Dr. Vineet Arora, FutureDocs
Jul 30, 2014
Dr. Vineet Arora is both the Assistant Dean for Scholarship and Discovery and the Director of GME Clinical Learning Environment Innovation at the University of Chicago Pritzker School of Medicine. She has dedicated her career to improving both the quality of medical education and hospital care. We had the pleasure to speak with Dr. Arora and she provided valuable insight into medical education.
How did you decide on a career in medicine?
I was always interested in science when I was growing up and I was able to take an anatomy and physiology class when I was in high school, which piqued my interest in medicine. Additionally, I have a family member who has a chronic illness and the personal experience of being a patient’s family member also sparked my interest in medicine.
What made you specialize in Internal Medicine?
I think that people who go into Internal Medicine like everything, which was certainly true for me. Internal Medicine was a great way for me to explore medicine in general. I like to see undifferentiated patients and make diagnoses. I think that sometimes when you specialize, you often do not have the luxury to make diagnoses of those undifferentiated patients. The second things is that I always knew I was interested in healthcare systems and healthcare policies. I felt as though if I specialized too much, then my experience as a physician would not be that informative to help advance those areas.
How do you believe social media and technology can improve the quality of medical education?
The role of technology and social media in medical education up to this point is best described by the phrase disruptive innovation. However, now the right tools are in place to utilize available technology. It no longer makes sense to learn in a vacuum as students should be aware of the world around them. Technology, and in particular social media, offers immediate answers to many of the questions a student may have. Now, technology is being integrated into the daily rhythm of medicine. For example, when rounding, a clinical question can be asked and an iPad can be used to help reach the correct answer. By searching on a specific disease on Twitter, students can find patient perspectives of their disease and connect with organizations and advocacy groups they may not be aware of. These are just a few examples of how social media and other technology can be integrated into medical education.
Your research focuses on improving the learning environment for residents. What do you believe is the biggest challenge for medical trainees today?
I think that the biggest challenge for medical trainees today is the uncertainty of the medical environment they will inherit. This is largely to do with the policies that are coming. Right now, physicians are paid to do more, on a fee for service system. However, that will change as we see more reimbursement models focused on bundled payment and the population health approach. When we do this, economic incentives change which has a lot to do with the economic structure. The reimbursement model may not make sense in the future, but the challenge for today is to figure out how to interpret the new policies, stay on the cutting edge, and to figure out how the healthcare system is changing.
What are the top two or three changes you wish to see in medical education over the next few years?
One of the top changes has to be more training around health care systemsand the cost of care, particularly around how to reduce waste. While this gets a lot of national attention, many studies show that students and residents are not as well versed in healthcare systems as they should be.
The second way in which I wish to see medical education change over the next few years is related to aligning the workforce needs of our nation with the type of doctors we produce. This change needs to happen both geographically and professionally. In the current healthcare system, there are many more specialized doctors than there are general physicians, as well as many more doctors who practice in urban areas than rural ones. We have to recognize that we need to tightly align the type of workforce we need regarding both the number of specialized doctors and the geographic location of those doctors with what medical education is producing. This requires change in policy. One example of how policy is changing is through the loan repayment if you chose to work in a rural area. There needs to be more policy levers working to change medical education. One pressing policy issue is that medical schools have increased their enrollment but there has not been in an increase in places to train.
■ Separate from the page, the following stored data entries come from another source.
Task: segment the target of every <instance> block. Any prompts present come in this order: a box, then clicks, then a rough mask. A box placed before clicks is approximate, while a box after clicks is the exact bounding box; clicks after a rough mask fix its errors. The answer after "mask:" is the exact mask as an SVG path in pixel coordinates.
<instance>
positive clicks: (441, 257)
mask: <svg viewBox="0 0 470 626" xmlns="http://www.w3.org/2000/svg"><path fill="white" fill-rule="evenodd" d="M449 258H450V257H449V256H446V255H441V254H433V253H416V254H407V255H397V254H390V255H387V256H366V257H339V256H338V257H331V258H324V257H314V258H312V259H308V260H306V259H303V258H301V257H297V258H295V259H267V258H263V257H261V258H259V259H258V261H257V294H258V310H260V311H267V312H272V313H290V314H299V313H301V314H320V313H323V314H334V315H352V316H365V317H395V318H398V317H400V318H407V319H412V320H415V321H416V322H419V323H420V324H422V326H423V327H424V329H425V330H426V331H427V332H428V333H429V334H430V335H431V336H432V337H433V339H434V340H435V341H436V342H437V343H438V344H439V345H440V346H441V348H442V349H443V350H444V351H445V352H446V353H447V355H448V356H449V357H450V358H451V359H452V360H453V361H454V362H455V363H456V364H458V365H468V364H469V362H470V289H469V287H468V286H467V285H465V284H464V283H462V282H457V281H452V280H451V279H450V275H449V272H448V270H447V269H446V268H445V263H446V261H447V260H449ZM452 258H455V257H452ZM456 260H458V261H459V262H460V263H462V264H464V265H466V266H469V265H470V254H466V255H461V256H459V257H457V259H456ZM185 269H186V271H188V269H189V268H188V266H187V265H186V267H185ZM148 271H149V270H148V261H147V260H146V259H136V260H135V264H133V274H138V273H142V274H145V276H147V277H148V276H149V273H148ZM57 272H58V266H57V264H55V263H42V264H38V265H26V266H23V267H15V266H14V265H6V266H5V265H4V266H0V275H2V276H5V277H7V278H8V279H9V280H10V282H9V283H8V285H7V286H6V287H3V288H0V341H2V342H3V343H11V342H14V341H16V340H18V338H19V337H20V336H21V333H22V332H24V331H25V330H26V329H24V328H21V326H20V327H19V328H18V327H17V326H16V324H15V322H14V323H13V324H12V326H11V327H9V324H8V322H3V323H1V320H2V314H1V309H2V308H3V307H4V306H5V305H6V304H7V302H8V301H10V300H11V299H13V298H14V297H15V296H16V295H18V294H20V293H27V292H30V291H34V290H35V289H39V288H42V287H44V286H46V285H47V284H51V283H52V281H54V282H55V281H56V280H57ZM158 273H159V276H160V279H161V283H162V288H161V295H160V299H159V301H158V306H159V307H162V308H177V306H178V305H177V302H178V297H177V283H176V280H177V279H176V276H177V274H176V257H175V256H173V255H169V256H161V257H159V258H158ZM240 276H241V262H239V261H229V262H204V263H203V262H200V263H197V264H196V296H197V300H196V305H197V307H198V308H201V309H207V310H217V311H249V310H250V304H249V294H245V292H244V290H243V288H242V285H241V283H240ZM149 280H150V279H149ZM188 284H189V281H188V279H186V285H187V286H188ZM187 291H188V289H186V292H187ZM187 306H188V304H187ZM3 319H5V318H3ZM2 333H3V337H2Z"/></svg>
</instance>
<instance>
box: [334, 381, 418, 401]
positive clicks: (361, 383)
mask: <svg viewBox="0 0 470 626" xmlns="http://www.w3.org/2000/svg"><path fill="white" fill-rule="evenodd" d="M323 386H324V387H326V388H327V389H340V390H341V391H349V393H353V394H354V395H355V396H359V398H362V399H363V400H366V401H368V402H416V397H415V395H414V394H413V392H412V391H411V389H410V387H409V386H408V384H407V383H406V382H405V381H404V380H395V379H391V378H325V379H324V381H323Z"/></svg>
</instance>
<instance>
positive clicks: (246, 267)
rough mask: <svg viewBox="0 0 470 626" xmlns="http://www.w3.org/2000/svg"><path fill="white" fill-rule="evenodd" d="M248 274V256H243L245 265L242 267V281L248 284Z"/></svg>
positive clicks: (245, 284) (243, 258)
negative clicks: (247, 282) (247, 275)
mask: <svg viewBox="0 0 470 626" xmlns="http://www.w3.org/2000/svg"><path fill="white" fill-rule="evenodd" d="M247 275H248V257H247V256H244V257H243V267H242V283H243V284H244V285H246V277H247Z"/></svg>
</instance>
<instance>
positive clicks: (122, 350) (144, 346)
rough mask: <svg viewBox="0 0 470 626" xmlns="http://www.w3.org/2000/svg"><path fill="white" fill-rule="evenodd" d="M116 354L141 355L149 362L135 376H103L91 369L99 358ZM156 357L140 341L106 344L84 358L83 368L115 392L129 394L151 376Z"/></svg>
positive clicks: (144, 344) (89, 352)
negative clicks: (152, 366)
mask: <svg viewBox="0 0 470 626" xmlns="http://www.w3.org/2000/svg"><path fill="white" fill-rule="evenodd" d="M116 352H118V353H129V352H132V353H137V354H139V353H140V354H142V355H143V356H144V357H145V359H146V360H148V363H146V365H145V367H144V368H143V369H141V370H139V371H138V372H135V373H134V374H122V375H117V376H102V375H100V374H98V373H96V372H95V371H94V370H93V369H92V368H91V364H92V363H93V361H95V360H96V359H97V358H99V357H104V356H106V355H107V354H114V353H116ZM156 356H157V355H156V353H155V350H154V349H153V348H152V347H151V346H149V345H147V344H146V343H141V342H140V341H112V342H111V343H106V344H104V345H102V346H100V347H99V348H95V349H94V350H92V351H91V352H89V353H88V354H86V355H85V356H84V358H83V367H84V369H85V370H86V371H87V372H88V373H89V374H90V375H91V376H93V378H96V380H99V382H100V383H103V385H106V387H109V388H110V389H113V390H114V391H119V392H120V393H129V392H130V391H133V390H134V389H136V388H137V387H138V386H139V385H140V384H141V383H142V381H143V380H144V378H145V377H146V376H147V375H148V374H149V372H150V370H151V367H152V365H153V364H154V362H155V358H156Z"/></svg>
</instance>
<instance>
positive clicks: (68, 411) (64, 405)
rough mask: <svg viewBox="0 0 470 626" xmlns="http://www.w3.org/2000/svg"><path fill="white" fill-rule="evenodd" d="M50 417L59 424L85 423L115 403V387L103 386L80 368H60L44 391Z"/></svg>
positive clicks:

The third major change is that we need to figure out how to train physicians to work in team settings. People need to work together to achieve the team medical care that we need. Training in medical informatics and communication are ways in which people can understand how to lead a team and understand a teams’ value. The medical field is often filled with many type a personalities who do not want to work in a team or have not been effectively trained to do so. We have to wrestle with this because medicine is often very collaborative.